スズキはジャパン・モビリティ・ショー2025(以下JMS2025)に軽自動車のエブリイをベースとした電気自動車「eエブリイ・コンセプト」を展示すると発表した。
もともとは2023年末に発売予定だったが……
この軽自動車規格の電動商用バンは、もともとトヨタ、ダイハツとともに3社で共同開発され、2023年5月のG7広島サミットでダイハツ版が公開されている。

スズキとダイハツの小型車両開発に関するノウハウと、トヨタの電動化技術を組み合わせ、効率的なラストワンマイル輸送に最適な仕様を追求。ダイハツが生産を、そして3社で2023年12月より販売する、という計画だった。
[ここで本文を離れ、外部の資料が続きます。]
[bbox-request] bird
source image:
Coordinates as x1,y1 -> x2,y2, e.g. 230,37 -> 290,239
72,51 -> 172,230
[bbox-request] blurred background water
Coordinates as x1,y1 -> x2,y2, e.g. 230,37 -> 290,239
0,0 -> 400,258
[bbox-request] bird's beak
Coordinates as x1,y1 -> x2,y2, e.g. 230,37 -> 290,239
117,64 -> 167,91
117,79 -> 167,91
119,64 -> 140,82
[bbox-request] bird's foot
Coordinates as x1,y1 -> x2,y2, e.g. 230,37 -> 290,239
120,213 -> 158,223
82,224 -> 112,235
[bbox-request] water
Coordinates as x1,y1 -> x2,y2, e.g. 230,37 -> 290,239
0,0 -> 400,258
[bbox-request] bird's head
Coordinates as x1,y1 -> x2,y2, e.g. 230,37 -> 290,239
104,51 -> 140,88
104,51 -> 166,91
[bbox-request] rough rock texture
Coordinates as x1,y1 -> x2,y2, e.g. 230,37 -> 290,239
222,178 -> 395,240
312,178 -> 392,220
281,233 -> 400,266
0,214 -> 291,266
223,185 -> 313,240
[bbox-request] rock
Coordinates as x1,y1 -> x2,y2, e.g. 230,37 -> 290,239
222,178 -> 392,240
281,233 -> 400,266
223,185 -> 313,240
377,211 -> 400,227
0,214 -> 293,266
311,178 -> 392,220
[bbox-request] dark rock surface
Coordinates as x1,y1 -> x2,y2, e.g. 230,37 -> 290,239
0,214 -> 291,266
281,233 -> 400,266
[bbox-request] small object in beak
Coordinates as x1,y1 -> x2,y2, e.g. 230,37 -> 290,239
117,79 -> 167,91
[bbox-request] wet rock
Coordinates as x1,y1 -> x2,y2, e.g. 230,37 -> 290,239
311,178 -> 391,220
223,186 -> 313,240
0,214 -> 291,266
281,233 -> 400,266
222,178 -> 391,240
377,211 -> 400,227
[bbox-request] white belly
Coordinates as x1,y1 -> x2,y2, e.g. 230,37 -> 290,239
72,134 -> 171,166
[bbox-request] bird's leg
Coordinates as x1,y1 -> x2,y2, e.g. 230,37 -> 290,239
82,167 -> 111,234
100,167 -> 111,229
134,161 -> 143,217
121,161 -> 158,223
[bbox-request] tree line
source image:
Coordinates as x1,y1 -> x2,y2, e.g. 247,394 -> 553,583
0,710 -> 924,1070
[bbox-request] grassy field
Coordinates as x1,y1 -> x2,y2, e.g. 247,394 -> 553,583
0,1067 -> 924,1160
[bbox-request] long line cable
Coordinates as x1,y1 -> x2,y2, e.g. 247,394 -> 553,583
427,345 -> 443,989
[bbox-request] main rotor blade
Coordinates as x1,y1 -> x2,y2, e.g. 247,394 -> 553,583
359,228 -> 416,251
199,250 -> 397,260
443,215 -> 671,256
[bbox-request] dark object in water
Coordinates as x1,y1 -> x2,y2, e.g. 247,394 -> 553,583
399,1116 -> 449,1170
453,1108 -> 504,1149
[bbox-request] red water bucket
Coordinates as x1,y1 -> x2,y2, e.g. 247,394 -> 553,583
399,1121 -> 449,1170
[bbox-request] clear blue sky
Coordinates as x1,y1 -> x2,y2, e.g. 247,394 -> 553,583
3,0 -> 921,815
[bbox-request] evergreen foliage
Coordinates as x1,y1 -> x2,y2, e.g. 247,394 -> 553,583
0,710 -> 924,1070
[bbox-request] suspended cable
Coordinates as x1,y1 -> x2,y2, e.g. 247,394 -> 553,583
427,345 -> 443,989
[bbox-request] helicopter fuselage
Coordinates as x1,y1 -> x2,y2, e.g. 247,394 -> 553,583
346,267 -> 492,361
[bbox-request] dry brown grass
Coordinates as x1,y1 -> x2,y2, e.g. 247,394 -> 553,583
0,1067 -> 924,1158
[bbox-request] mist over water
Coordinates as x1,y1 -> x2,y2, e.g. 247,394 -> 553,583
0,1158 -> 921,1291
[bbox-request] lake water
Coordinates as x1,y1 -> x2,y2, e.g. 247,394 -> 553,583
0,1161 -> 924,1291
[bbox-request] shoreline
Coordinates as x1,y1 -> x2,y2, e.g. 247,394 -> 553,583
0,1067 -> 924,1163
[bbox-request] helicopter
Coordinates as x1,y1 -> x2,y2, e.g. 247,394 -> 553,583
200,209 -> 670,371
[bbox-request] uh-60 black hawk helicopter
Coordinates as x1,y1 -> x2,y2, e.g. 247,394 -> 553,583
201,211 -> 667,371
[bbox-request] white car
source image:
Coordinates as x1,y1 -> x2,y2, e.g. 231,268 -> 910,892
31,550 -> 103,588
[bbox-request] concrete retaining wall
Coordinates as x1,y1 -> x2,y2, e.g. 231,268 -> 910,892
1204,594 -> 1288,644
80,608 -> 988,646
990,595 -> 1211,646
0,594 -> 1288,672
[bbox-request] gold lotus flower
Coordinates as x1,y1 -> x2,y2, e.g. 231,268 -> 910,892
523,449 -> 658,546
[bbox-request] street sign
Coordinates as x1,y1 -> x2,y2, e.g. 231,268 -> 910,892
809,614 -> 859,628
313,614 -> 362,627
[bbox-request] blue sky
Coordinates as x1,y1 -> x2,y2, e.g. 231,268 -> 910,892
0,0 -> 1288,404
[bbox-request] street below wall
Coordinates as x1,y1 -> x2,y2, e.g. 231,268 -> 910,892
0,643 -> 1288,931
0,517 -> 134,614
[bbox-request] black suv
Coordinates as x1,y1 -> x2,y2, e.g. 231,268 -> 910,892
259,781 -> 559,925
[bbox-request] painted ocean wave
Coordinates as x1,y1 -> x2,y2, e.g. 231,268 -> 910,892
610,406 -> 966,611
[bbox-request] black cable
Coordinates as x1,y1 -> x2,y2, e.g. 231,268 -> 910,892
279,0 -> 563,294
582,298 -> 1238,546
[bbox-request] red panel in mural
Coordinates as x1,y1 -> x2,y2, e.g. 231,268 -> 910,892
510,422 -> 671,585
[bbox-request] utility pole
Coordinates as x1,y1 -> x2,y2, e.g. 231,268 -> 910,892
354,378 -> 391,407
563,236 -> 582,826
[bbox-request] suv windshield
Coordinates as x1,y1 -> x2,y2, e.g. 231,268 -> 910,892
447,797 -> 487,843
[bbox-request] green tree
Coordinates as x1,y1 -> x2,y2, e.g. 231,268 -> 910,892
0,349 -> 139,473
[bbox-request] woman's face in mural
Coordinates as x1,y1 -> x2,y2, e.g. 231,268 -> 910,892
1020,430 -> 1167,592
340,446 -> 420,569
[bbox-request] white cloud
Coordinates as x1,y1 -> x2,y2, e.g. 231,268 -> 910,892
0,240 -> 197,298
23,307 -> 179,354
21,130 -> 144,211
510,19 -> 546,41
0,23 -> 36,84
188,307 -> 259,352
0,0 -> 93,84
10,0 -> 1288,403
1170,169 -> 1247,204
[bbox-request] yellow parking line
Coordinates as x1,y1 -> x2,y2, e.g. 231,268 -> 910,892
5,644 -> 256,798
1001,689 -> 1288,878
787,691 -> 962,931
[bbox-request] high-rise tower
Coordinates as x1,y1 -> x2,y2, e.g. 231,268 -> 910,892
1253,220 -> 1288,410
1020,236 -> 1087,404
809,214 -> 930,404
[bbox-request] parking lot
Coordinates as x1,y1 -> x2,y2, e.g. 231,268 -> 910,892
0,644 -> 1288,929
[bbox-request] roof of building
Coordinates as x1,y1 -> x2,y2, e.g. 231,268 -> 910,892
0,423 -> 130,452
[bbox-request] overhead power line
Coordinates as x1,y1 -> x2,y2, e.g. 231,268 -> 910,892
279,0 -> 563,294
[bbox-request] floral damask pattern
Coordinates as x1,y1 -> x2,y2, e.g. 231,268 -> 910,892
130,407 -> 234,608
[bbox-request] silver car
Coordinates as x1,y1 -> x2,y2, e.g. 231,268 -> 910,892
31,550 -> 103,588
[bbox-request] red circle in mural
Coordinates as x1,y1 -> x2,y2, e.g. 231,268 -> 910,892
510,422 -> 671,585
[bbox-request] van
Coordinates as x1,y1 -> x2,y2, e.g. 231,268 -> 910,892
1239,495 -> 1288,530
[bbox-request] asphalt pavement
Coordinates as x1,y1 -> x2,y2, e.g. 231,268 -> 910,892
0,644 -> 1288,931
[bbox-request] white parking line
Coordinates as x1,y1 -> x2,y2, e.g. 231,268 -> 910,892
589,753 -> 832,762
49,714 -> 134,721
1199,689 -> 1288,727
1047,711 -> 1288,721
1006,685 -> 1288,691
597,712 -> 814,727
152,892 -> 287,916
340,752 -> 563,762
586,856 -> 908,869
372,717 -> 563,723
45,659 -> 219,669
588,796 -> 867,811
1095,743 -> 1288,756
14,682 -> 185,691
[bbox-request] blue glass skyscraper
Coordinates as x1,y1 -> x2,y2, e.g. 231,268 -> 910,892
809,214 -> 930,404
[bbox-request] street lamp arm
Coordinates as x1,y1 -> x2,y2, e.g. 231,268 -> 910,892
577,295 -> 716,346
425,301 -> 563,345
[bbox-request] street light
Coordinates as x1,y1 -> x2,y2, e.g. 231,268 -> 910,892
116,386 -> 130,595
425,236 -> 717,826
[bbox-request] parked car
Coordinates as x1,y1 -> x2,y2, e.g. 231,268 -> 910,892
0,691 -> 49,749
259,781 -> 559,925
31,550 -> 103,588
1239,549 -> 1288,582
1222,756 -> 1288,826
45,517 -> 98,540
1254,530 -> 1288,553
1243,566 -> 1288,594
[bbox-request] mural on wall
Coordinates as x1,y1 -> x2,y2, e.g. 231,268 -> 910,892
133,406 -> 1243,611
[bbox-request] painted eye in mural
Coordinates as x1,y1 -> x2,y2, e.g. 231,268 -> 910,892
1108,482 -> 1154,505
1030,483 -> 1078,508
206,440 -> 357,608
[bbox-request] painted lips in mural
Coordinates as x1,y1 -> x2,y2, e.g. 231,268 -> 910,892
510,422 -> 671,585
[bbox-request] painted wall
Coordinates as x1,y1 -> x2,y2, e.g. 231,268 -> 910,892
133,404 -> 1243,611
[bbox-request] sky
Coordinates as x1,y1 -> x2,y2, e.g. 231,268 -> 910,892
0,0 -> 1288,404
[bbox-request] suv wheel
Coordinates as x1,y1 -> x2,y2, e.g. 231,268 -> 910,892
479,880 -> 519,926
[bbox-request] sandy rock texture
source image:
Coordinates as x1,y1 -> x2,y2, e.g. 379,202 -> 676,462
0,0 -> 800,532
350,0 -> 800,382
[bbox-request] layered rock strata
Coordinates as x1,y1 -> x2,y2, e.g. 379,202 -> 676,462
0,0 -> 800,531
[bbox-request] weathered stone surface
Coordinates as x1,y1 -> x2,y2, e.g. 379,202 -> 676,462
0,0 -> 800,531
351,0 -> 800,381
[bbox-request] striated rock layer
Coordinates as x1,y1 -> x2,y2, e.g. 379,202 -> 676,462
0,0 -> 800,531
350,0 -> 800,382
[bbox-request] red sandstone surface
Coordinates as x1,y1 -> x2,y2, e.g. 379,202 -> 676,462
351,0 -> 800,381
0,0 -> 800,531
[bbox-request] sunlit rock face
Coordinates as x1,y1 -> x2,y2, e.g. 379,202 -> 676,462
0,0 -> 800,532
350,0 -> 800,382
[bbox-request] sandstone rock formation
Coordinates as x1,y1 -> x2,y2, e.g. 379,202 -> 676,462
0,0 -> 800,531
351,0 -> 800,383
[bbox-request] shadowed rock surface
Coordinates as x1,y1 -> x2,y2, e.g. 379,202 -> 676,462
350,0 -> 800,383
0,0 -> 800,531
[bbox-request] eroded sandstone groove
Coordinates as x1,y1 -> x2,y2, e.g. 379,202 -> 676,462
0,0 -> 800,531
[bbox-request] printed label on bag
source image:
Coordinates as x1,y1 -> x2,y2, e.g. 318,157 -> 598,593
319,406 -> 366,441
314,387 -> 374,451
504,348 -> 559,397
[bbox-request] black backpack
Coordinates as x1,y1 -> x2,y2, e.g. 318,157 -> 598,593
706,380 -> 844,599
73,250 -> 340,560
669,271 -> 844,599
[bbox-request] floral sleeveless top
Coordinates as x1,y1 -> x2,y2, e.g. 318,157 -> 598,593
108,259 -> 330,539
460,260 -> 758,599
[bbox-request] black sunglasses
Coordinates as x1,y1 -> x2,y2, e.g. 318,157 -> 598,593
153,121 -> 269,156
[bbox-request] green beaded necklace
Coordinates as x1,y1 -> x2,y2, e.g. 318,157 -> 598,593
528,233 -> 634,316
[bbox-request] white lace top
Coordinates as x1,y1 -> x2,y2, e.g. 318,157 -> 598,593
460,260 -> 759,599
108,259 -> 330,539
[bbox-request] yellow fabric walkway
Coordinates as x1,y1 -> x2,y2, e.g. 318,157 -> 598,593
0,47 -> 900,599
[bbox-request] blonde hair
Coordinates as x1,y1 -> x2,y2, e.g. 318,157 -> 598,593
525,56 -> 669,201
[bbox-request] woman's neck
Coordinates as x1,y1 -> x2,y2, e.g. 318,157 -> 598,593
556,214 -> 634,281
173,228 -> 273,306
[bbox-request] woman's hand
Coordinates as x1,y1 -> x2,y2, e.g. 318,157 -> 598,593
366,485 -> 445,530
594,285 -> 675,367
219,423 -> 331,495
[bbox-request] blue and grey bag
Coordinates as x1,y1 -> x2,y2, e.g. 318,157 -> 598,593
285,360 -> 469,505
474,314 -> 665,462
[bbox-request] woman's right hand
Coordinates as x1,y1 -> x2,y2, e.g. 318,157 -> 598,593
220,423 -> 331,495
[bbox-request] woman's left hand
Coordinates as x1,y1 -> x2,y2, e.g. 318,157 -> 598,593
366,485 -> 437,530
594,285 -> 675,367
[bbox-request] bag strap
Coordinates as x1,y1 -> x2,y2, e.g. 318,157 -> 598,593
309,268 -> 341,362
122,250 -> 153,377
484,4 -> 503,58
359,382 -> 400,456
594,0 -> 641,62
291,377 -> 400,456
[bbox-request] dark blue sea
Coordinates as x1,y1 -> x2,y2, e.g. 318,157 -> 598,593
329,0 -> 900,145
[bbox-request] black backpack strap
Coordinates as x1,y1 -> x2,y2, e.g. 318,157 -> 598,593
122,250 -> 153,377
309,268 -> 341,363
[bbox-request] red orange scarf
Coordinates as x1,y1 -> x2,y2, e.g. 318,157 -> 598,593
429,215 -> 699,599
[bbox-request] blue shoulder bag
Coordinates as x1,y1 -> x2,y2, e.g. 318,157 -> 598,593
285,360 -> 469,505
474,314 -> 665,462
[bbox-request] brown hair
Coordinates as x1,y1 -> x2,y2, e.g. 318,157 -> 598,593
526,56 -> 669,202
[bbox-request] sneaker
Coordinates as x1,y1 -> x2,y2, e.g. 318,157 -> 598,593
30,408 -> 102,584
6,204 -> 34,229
その後、前回のモビリティ・ショーでも実車展示が行われ、ダイハツはハイゼット、スズキはエブリイ、トヨタはピクシスの電気自動車バージョンとしてそれぞれ市場への投入が予定されていた。
ところが生産を担うはずのダイハツによる、認証手続きに関する不正問題が発覚。これにともない生産計画は大幅に変更され、結局市販モデルは未だに登場していない有様だ。その間にライバルであるホンダは先行し、軽商用車のN-VAN e:と、軽乗用車のN-ONE e:の販売をスタートしている。

今回のJMS2025でのeエブリイ・コンセプトは、前会の出展車両同様に内燃エンジンのエブリイと異なる専用バンパーを装着しているくらいで、外観の大きな変更はない。青を基調としたカラーリングが紫基調へと変更された程度だろうか。全長×全幅×全高は3395×1475×1890mm、一充電での航続可能距離は200kmとなっているのも同じだ。
まもなく中国のBYDが軽自動車規格の電気自動車を日本市場へ投入するというニュースも出ており、この秋はまさに日本のスモールカーにとって正念場となるタイミングともいえる。
しかしスズキはあくまでeエブリイ・コンセプトのターゲット・カスタマーを法人向けとしており、今回のショーでも「スズキ・フリート」という社有車管理を容易にするサポート・システムを同時に発表している。
とはいえ軽商用車の積載性や安価な部分に目を付け、ポップな色使いで乗用として楽しもうというムーブメントもある中、こうした判断が果たして吉と出るか凶と出るか……。

各メーカーの軽自動車の完全電動化に向けた様々な動きから、当分目を離すことはできなさそうだ。